Last June, Reps. Trent Franks and Yvette Clarke introduced the SHIELD Act, which mandates many of the same safeguards.

When the bill was introduced, Gingrich voiced his support, but the House Energy and Commerce Committee has yet to take it up. For that, Pry blames Chairman Fred Upton, who he says is beholden to electricity utilities that don't want Congress to assert regulatory authority over the power grid.

Upton's staff responded with a statement following a Wednesday grid security briefing. "We have been active in our oversight of the nation's energy grid vulnerabilities and we remain vigilant over all emerging threats to the grid, including cyber and physical attacks, solar storms, and electromagnetic pulses," Upton said.

According to the coalition, protecting the electrical grid would cost only $2 billion, and could be completed in less than five years.
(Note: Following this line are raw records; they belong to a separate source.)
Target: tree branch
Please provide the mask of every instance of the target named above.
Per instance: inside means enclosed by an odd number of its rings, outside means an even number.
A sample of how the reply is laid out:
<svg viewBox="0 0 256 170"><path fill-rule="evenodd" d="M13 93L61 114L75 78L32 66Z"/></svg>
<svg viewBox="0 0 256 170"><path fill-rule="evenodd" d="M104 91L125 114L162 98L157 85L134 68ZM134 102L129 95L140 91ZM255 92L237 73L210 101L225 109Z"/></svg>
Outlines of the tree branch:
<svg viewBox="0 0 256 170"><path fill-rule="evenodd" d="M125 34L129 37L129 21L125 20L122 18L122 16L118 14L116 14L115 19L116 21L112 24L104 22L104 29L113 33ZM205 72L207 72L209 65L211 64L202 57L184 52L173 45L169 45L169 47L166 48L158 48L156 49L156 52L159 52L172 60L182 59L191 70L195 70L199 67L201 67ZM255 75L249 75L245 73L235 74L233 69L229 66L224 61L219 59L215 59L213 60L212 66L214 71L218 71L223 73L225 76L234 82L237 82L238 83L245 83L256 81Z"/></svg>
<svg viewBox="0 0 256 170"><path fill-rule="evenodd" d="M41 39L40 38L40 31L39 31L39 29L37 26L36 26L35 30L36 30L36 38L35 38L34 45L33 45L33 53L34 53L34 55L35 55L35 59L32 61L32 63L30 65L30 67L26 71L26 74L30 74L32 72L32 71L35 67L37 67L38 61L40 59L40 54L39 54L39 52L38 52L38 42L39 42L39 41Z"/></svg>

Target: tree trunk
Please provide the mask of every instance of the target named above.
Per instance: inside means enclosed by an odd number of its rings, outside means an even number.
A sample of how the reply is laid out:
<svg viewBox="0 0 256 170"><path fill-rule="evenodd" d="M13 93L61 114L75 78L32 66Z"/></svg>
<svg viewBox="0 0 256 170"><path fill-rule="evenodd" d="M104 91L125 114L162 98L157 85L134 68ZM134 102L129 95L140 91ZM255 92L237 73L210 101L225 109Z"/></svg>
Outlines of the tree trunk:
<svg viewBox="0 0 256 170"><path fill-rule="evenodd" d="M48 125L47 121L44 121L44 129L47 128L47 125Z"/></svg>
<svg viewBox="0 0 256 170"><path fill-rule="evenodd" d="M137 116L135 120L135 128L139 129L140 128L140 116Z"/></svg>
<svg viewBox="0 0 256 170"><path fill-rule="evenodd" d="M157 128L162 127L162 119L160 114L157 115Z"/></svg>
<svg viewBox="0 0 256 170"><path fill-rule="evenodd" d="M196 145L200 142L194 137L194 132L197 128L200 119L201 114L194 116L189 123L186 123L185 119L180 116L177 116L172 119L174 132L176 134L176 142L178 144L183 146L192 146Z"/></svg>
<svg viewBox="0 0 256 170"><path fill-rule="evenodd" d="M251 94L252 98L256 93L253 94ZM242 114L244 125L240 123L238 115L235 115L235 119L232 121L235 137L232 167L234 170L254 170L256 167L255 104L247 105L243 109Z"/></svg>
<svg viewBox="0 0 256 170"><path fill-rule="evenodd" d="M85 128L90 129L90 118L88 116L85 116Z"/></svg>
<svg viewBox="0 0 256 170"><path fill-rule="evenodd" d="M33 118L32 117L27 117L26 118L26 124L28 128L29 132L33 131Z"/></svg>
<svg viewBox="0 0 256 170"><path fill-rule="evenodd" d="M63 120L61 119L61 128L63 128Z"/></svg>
Safeguarding all essential infrastructure would come in between $10-20 billion.

Those who are OK with the status quo, Pry says, are "like the zeppelin industry in the 1920s." By his estimate, utilities could fund grid-protecting efforts by tacking on just 20 cents per year to ratepayers' bills.

For now, frustrated with Congress, the EMP Coalition is focusing on state-level efforts—while still pushing for action on the SHIELD Act. Maine's state government recently passed legislation to protect its power supply from EMPs. "We've already made more progress at the state level than in five years of beating our heads against the wall in Washington," Pry said.

It's clear the head-banging has gotten to Pry. At times, the frustration and urgency in his voice is palpable. He brings up North Korean nuclear tests, a sniper attack on San Diego transformers and missiles found last year aboard a North Korean freighter in the Panama Canal. "All of this looks like preparation for a larger, more coordinated attack," he said.